Aubrey Vincent Beardsley – fin de siècle artist and draughtsman and artistic figure of the late 19th century – was born at 12 (now 31) Buckingham Road in 1872. He was baptised at St Nicholas Church and brought up in ‘genteel poverty’. In 1885 Aubrey attended Brighton and Hove Grammar School, also in Buckingham Road (at the corner with Upper Gloucester Road) for 4 years, moving on to London by the early 1890s and moving between there and Paris for his remaining short life.
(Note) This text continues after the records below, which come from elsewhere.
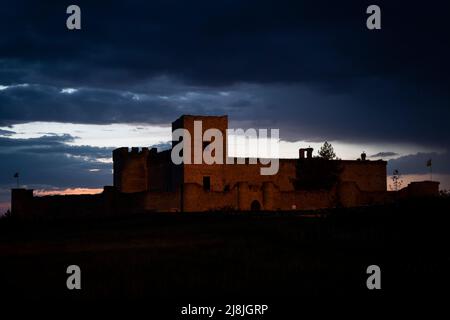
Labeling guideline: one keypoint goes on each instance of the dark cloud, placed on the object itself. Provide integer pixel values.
(417, 163)
(6, 133)
(384, 154)
(310, 68)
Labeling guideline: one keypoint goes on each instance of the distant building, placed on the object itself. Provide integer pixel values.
(146, 180)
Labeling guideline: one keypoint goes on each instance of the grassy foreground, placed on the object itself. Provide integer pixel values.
(216, 255)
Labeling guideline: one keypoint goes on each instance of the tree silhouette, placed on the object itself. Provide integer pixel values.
(327, 151)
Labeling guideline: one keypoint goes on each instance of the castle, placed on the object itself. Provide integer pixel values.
(146, 180)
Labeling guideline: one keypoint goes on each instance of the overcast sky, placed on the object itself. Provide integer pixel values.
(310, 68)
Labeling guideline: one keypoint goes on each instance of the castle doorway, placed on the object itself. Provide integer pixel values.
(255, 206)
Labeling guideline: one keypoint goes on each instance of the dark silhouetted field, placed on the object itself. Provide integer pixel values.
(216, 255)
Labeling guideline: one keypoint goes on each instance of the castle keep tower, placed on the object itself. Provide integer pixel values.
(131, 169)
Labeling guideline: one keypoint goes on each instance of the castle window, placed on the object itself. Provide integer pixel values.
(207, 183)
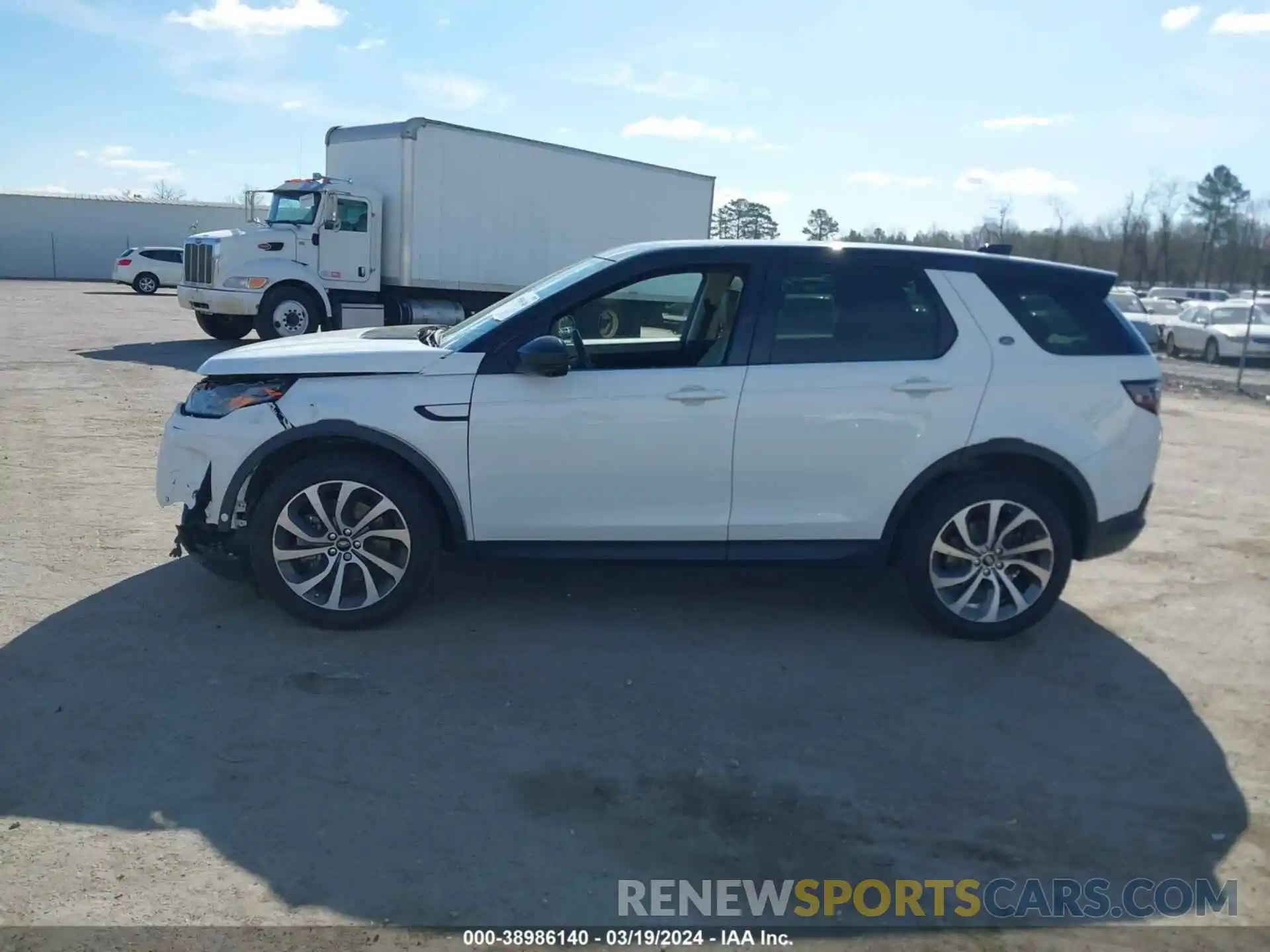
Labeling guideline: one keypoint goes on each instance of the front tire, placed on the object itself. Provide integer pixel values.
(986, 557)
(343, 539)
(225, 327)
(145, 284)
(287, 313)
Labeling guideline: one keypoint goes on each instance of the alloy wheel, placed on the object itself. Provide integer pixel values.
(992, 561)
(341, 545)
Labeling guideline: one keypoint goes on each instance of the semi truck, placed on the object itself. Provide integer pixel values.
(426, 222)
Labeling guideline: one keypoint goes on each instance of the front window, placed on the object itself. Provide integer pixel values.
(294, 208)
(1240, 315)
(482, 323)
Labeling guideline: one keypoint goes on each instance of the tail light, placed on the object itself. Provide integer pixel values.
(1144, 394)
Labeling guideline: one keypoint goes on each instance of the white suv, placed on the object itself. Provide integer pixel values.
(973, 419)
(148, 270)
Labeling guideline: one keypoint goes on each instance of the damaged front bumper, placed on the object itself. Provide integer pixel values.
(222, 554)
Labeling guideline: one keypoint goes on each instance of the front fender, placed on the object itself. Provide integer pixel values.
(280, 270)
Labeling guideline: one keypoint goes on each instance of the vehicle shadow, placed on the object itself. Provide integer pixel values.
(161, 292)
(179, 354)
(532, 733)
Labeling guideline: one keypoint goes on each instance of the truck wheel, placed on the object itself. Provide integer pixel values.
(287, 313)
(225, 327)
(145, 284)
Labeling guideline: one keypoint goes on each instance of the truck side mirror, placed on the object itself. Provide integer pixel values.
(546, 357)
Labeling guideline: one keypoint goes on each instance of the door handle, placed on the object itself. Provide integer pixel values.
(920, 386)
(695, 394)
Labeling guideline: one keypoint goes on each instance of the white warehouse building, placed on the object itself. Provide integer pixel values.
(79, 238)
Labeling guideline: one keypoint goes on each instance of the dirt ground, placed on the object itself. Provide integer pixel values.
(175, 750)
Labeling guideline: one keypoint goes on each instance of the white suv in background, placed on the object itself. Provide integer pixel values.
(976, 420)
(148, 270)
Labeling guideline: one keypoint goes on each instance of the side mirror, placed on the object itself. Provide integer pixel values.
(546, 356)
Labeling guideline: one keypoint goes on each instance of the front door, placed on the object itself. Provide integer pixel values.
(860, 379)
(345, 249)
(634, 447)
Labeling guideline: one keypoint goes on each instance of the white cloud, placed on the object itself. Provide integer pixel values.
(1015, 182)
(1179, 18)
(668, 84)
(238, 17)
(685, 128)
(448, 92)
(120, 158)
(773, 200)
(139, 164)
(1015, 124)
(882, 179)
(1240, 22)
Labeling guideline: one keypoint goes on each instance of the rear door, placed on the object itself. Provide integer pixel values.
(861, 376)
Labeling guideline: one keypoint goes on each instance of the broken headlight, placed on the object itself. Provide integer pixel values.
(218, 397)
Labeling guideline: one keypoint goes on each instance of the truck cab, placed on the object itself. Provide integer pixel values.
(306, 267)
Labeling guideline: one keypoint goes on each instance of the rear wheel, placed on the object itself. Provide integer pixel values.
(343, 539)
(987, 557)
(225, 327)
(287, 313)
(145, 284)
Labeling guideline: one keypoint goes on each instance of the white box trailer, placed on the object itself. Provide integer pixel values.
(425, 221)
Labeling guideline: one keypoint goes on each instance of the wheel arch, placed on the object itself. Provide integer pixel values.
(296, 444)
(1014, 457)
(304, 286)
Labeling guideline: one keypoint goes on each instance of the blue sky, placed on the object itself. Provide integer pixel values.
(893, 113)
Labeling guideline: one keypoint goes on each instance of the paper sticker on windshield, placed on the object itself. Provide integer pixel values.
(515, 306)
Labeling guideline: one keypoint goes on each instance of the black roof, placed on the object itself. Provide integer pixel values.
(912, 255)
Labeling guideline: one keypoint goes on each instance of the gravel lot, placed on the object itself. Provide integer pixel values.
(175, 750)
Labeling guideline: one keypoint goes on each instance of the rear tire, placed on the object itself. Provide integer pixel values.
(225, 327)
(145, 284)
(982, 593)
(359, 569)
(288, 311)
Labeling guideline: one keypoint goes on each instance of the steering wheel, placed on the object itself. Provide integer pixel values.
(583, 357)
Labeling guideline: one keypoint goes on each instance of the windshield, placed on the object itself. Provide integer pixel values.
(476, 327)
(1127, 302)
(1240, 315)
(294, 207)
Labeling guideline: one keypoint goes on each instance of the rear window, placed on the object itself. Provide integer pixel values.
(1066, 317)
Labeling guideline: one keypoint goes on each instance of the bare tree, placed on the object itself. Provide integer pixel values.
(163, 192)
(1000, 222)
(1061, 214)
(1167, 201)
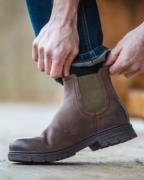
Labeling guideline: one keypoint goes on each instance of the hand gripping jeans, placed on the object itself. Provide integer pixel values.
(91, 50)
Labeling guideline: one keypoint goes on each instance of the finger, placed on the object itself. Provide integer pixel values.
(132, 71)
(57, 66)
(113, 55)
(41, 59)
(47, 62)
(67, 65)
(129, 75)
(35, 52)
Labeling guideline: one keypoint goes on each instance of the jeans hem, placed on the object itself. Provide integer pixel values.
(92, 57)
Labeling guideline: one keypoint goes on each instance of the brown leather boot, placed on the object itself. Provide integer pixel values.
(91, 115)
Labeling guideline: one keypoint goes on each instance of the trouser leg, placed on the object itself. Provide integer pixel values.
(89, 29)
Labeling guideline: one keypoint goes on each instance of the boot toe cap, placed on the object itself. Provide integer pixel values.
(28, 145)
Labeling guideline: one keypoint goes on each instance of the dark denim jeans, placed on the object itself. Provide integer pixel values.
(91, 50)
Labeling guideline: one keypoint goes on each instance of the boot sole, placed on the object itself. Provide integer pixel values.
(101, 140)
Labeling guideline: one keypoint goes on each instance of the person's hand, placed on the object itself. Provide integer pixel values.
(56, 46)
(128, 56)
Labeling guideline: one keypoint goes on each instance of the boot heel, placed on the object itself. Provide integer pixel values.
(113, 136)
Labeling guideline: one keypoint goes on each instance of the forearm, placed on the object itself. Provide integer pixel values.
(65, 11)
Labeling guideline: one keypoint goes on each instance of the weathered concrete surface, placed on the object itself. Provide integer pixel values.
(124, 161)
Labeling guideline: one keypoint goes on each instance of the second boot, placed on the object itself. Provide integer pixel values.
(91, 116)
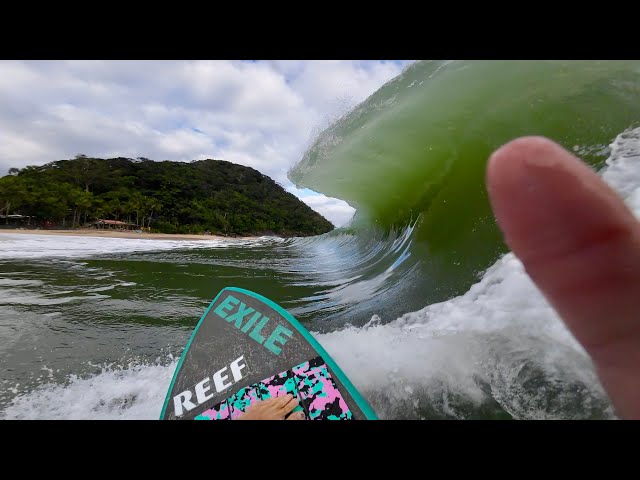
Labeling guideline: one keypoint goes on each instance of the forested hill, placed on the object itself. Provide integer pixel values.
(168, 197)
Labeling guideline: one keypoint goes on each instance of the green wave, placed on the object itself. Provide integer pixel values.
(417, 148)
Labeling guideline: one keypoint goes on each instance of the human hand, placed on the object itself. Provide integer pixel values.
(275, 408)
(580, 244)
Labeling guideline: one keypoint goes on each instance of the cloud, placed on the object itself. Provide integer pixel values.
(336, 211)
(260, 114)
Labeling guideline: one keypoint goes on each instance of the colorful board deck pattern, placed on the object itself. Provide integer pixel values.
(246, 349)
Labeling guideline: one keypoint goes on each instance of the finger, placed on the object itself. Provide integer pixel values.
(581, 246)
(296, 416)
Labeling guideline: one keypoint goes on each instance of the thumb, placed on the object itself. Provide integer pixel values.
(581, 245)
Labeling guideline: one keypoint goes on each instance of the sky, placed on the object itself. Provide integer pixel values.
(262, 114)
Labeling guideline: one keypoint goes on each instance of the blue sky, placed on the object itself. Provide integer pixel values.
(262, 114)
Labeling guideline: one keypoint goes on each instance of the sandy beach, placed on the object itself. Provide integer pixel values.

Beardsley’s elegant black and white line drawings delineate artful, grotesque and often erotic takes on contemporary mores and behaviours. He was co-founder and art editor of ‘The Yellow Book’, an art and literary journal of the 1890s, and became friends with Oscar Wilde and other aesthetes (Beardsley illustrated Wilde’s play ‘Salome’). His work perfectly reflects the decadence of the fin de siècle and is said to have influenced the work of French Symbolists and, later, Art Nouveau.
A controversial figure, Beardsley was an eccentric and a strange looking man. Wilde said he “had a face like a silver hatchet.” He is portrayed, tall and gaunt, by Walter Sickert in 1894 in the grey morning suit he used to like wear to his publishers.
His association with Wilde and the scandal following Wilde’s arrest in 1895 for ‘committing indecent acts’ brought about Beardsley’s downfall and he fled to France. Three years later he died in Menton in the south of France, aged 25, from tuberculosis.
Here is the plaque commemorating Beardsley on the wall of 31 Buckingham Road but it’s not that visible or very well looked after. Brighton is rightly proud of its artistic heritage so perhaps it’s time to make more locally of this particular Brighton-born artist and his exquisite drawings.